Older transcripts from interviews with at-risk youths were put through the software which then accurately predicted - with a score of 83% - which youths would develop psychosis within two years of the interviews being conducted.

Psychosis‚ according to online medical resource WebMD‚ is when you “lose touch with reality and see‚ hear or believe things that aren’t real”.

Psychosis is a symptom‚ not an illness‚ but could be brought on by a mental or physical illness‚ substance abuse‚ or extreme stress or trauma.

In the study‚ the computer was in effect able to pick up “the disturbance in the flow of meaning when speaking” - in other words‚ going “off track” or “off on a tangent” - as a predictor for who would later develop psychosis.

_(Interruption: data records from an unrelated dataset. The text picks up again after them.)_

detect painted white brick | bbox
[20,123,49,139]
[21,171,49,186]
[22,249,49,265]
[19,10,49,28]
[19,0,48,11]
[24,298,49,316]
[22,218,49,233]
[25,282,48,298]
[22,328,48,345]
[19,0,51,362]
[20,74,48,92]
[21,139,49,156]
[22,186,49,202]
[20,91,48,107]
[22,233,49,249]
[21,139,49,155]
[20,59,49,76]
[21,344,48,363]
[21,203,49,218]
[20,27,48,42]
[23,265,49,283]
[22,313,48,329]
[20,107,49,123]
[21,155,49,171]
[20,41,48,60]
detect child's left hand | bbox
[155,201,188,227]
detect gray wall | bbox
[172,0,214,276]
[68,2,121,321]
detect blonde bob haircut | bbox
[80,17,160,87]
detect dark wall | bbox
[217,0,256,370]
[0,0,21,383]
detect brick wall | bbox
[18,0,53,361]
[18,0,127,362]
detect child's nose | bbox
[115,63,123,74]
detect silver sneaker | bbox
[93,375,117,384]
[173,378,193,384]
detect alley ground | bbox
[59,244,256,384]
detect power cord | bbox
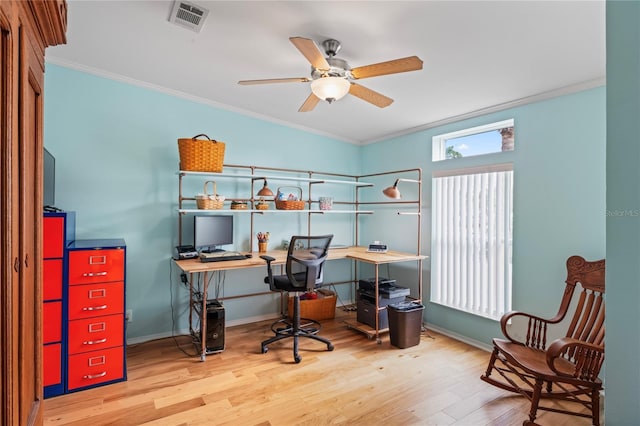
[169,259,198,357]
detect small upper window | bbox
[432,119,514,161]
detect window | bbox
[431,164,513,320]
[432,119,514,161]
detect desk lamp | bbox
[257,179,274,197]
[382,178,420,199]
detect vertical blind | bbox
[431,167,513,320]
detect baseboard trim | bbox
[126,313,280,346]
[424,322,493,353]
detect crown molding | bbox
[363,77,606,145]
[45,57,604,147]
[44,57,359,145]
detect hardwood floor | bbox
[43,308,596,425]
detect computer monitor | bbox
[43,147,55,208]
[194,215,233,252]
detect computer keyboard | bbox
[200,253,249,263]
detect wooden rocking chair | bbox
[481,255,605,426]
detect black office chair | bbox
[260,234,334,363]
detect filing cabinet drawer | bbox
[68,314,124,355]
[68,282,124,320]
[68,249,125,285]
[43,301,62,343]
[67,346,124,391]
[43,259,63,300]
[43,216,64,259]
[43,344,62,387]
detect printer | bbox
[357,277,410,329]
[358,277,410,298]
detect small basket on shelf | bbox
[230,200,249,210]
[195,181,225,210]
[275,186,305,210]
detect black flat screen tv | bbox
[43,147,55,208]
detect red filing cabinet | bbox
[43,212,75,398]
[66,239,127,392]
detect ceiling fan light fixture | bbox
[311,77,350,103]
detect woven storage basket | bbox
[275,186,305,210]
[255,203,269,210]
[288,290,337,321]
[196,181,224,210]
[178,134,225,172]
[230,201,248,210]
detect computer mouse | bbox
[245,253,253,258]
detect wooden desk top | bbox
[173,246,427,274]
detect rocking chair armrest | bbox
[546,337,605,379]
[500,310,559,344]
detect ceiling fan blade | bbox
[298,93,320,112]
[349,83,393,108]
[350,56,423,80]
[289,37,330,70]
[238,77,310,85]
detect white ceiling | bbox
[46,1,606,144]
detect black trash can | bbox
[387,301,424,348]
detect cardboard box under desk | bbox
[288,290,337,321]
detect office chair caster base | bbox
[327,343,334,351]
[269,317,322,336]
[261,345,268,354]
[294,355,301,363]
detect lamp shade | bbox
[257,179,274,197]
[311,77,350,103]
[383,181,401,199]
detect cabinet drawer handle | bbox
[83,338,107,345]
[89,255,107,265]
[82,305,107,311]
[83,272,107,277]
[83,371,107,380]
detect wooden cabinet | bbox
[0,1,66,424]
[66,239,126,392]
[42,212,75,398]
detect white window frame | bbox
[432,119,514,162]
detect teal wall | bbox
[605,1,640,424]
[44,65,607,356]
[44,65,360,340]
[360,87,607,345]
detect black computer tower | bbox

Lead researcher Cheryl Corcoran said in a statement: “The results are exciting because this technology has the potential to improve prediction of psychosis and ultimately help us prevent it.”

It could do this by “helping researchers develop re-mediation and training strategies that target the cognitive deficits that underlie language disturbance”.

She said language and behaviour are the primary sources of data for psychiatrists to diagnose and treat mental disorders‚ and that speech is “easy to collect” and inexpensive to analyse”.

She hoped the technology could be “applied across psychiatry and plausibly in other fields of medicine too.”

The results of the study were published online in World Psychiatry on January 22‚ and were based on transcripts of interviews with two different cohorts.

One was in New York with 34 participants‚ and the other was in Los Angeles with 59 participants. The researchers had data on who had gone on to become psychotic in the two years after the interview‚ so that they could check the predictions of the computer.